It is not a futuristic vision of Britain's rail service, but the story of the taxi ride that masquerades as the 6:48 morning train from Derby to Sinfin, an industrial suburb of the city. And, if the fat controllers of the private rail network get their way, its journey could be over for good.

Today, public hearings start to close the branch line to the two stations in Sinfin, a three- minute, two-mile journey from the centre of Derby, which costs pounds 1.20 and for more than four years has been served only by a taxi replacing the scheduled service.

Although the taxi takes longer, the chief benefit for the three regular users is that they do not have to walk from the station - the taxi takes them all the way to their workplaces. One is dropped at his factory at Peartree, a stop half way down the line and the two remaining regulars are driven right to the door of the Rolls-Royce plant.

The downside is that the service is only one way.

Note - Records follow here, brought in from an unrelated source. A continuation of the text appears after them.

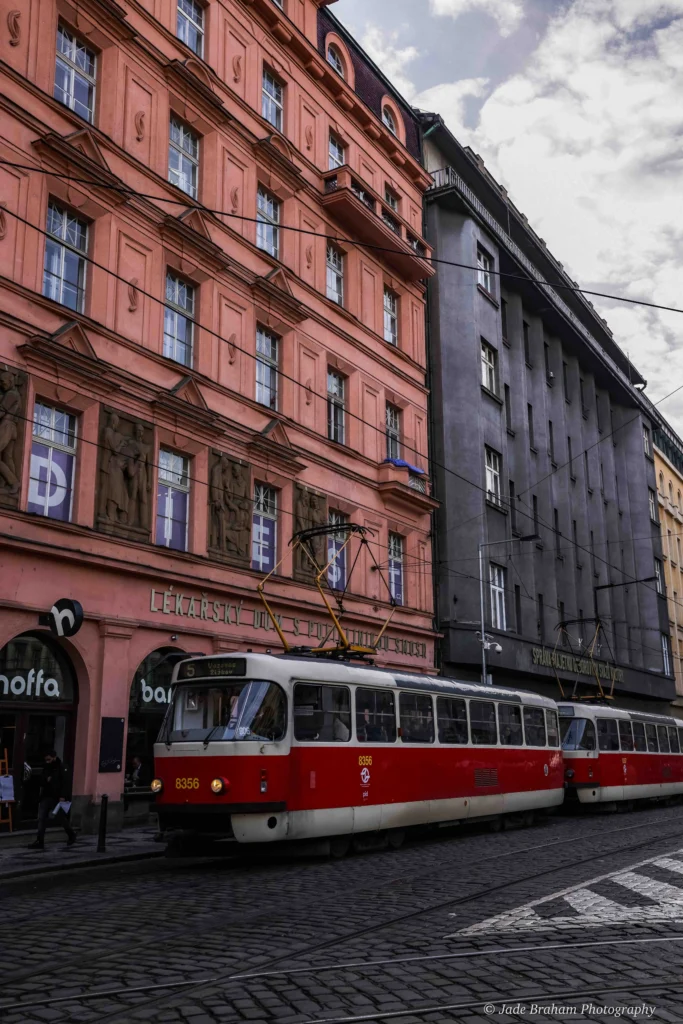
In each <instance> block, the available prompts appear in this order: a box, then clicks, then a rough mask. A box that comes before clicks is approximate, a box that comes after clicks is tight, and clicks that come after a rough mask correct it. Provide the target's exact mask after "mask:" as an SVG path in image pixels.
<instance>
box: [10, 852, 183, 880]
mask: <svg viewBox="0 0 683 1024" xmlns="http://www.w3.org/2000/svg"><path fill="white" fill-rule="evenodd" d="M163 856H164V850H150V851H145V852H143V853H114V854H111V855H108V854H100V857H99V858H97V859H94V858H93V859H91V860H80V861H78V862H76V863H71V864H70V863H66V864H44V865H43V866H40V867H39V866H38V865H36V866H35V867H20V868H17V869H16V870H9V871H2V872H0V886H2V883H3V882H5V881H9V880H16V879H24V878H32V877H35V876H36V874H51V873H52V872H54V871H75V870H77V869H78V868H89V867H99V866H100V865H101V864H116V863H121V862H122V861H126V860H151V859H152V858H153V857H163Z"/></svg>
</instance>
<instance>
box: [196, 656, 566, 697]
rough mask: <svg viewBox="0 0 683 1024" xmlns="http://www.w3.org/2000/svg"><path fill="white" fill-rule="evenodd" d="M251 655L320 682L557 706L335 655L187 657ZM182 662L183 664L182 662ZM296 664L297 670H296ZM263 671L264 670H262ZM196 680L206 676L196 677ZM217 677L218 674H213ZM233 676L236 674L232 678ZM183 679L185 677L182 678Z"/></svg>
mask: <svg viewBox="0 0 683 1024" xmlns="http://www.w3.org/2000/svg"><path fill="white" fill-rule="evenodd" d="M238 657H239V658H248V659H249V662H250V663H251V664H255V665H258V666H263V665H264V664H268V663H272V662H275V663H279V664H282V663H286V664H287V665H288V666H291V668H292V678H294V677H296V678H299V679H302V680H311V681H312V680H316V681H317V682H321V681H322V679H321V676H322V673H321V669H322V668H324V669H325V676H326V678H327V680H328V681H329V682H340V683H342V682H345V683H357V684H364V683H365V684H367V685H373V686H395V687H397V688H401V689H412V690H428V691H429V692H431V693H434V692H436V693H447V694H450V695H451V696H463V697H479V698H487V699H489V700H492V699H493V700H506V701H507V702H508V703H526V705H537V706H540V707H543V708H554V707H555V705H556V701H555V700H553V699H551V698H550V697H544V696H541V694H539V693H533V692H531V691H529V690H517V689H505V688H503V687H496V686H483V685H482V684H481V683H475V682H466V681H462V680H459V679H451V678H446V677H443V676H429V675H427V674H426V673H425V674H421V673H410V672H403V671H400V670H393V669H378V668H376V667H375V666H372V665H362V664H359V663H357V662H342V660H340V659H339V658H335V657H306V656H305V655H303V656H302V655H299V654H263V653H260V652H253V651H252V652H242V651H233V652H230V653H226V654H215V655H213V654H208V655H203V657H201V658H200V657H194V658H185V659H184V660H185V662H187V660H204V659H207V660H212V662H214V660H223V659H224V660H229V659H234V658H238ZM179 664H182V663H179ZM295 666H296V669H295ZM261 671H263V669H261ZM195 678H196V679H198V680H199V679H202V678H207V677H202V676H196V677H195ZM214 678H215V676H214ZM233 678H234V677H233ZM183 681H184V680H183Z"/></svg>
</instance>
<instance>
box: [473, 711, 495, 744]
mask: <svg viewBox="0 0 683 1024" xmlns="http://www.w3.org/2000/svg"><path fill="white" fill-rule="evenodd" d="M470 731H471V733H472V742H473V743H480V744H485V745H486V746H495V745H496V743H497V742H498V729H497V727H496V705H495V703H494V701H493V700H470Z"/></svg>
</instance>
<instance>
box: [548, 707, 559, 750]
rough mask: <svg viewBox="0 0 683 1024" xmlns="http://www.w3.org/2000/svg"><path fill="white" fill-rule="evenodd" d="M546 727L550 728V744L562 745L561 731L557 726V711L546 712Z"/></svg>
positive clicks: (548, 741)
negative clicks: (560, 736)
mask: <svg viewBox="0 0 683 1024" xmlns="http://www.w3.org/2000/svg"><path fill="white" fill-rule="evenodd" d="M546 728H547V729H548V745H549V746H559V745H560V733H559V729H558V728H557V713H556V712H554V711H550V710H548V711H547V712H546Z"/></svg>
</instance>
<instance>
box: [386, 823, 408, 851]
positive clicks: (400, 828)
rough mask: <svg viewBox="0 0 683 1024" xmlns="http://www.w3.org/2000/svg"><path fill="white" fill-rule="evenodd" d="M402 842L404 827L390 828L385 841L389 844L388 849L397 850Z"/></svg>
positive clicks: (404, 841) (401, 843)
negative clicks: (390, 828) (386, 841)
mask: <svg viewBox="0 0 683 1024" xmlns="http://www.w3.org/2000/svg"><path fill="white" fill-rule="evenodd" d="M404 842H405V829H404V828H392V829H391V831H390V833H388V834H387V843H388V844H389V849H390V850H399V849H400V848H401V846H402V845H403V843H404Z"/></svg>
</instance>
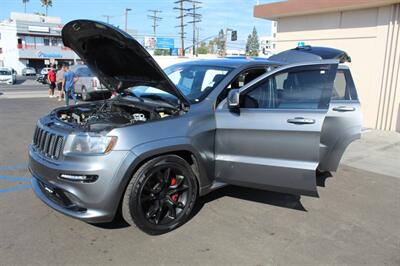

Returning in the evening they have to walk and take the bus - or a normal taxi at pounds 3.20

At the hearing the Midlands Rail Users' Consultative Committee, the local passenger watchdog, will hear objections from one of the three and Derby City Council, who claim that closing railway stations runs counter to the Government's policy of promoting public transport.

Asking for the line to be shut is John O'Brien, the franchising director who sold-off the railways for the last administration to the private sector.

Mr O'Brien says that trains cannot use the track because it is fitted with "outdated" track circuits which are "incompatible with modern rolling stock". It would cost pounds 50,000, he adds, to allow modern trains to use the railway and another pounds 20,000 to get more services running.

"As a consequence of this Central Trains has been providing a taxi service on a daily basis since September 1993 to convey the small number of passengers using the service,"he says in his closure proposal.

Last week, however, passengers sang the line's praises. "We feel rather special," said Terry Hackman, as he sank into the deep seats of the 75 Taxi, a black cab which drew up on time on Derby station forecourt, summoned each morning by the stationmaster.

Mr Hackman, who the principal objector to the closure, makes the journey from Belper to Derby just to catch the Sinfin express. He remembers the line's heyday after it was first opened in 1977. "When the trains ran quite a few people would leave their cars at home and take the train to save petrol," he reminisced.

"I have known as many as five people take the taxi. But there's usually three of us. I think one of us is away at the moment. We're quite friendly, on first name terms. The taxi journey takes about 10 minutes, which is longer than the train which took just three minutes. But this is a door- to-door service." In fact, the taxi has been not been near Peartree or Sinfin Central stations since 1994.

Richard Armshaw, one of the two workers who travel on to Sinfin and the Rolls-Royce factory, has been a fan of since he started using the service last September. "The only problem with the service is that there isn't a return leg. I have to walk a mile to a bus stop and then wait for a bus into town. I don't get home much before 7.30pm. I haven't had a chance to make my feelings known to the public inquiry about what I'd like to see happen, but it would be much easier for me if there were a regular service from Derby to where I work," he said.

On the surface, this appears just another bizarre tale of farce on the nation's railway. In fact, it is a victim of cuts imposed on the country's trainset. Built to relieve congestion in 1977, the Derby-Sinfin run carried at hits peak 3,000 people a day to work at the Rolls- Royce plant. By 1994, cuts in services left just a few hundred passengers a day so the trains were replaced by buses, losing even more passengers. Last year, the line notched up a little over 600 passenger journeys.

The passenger watchdog has also received complaints that the service was being run with the minimum legal service in order to drive away passengers. This would, experts believe, would make a closure attempt more likely to succeed.

However, the people with most to lose are the taxi drivers for whom the route has become a nice little earner. "It will be a shame if it comes to an end but we will have to wait and see," said Gary, the taxi driver.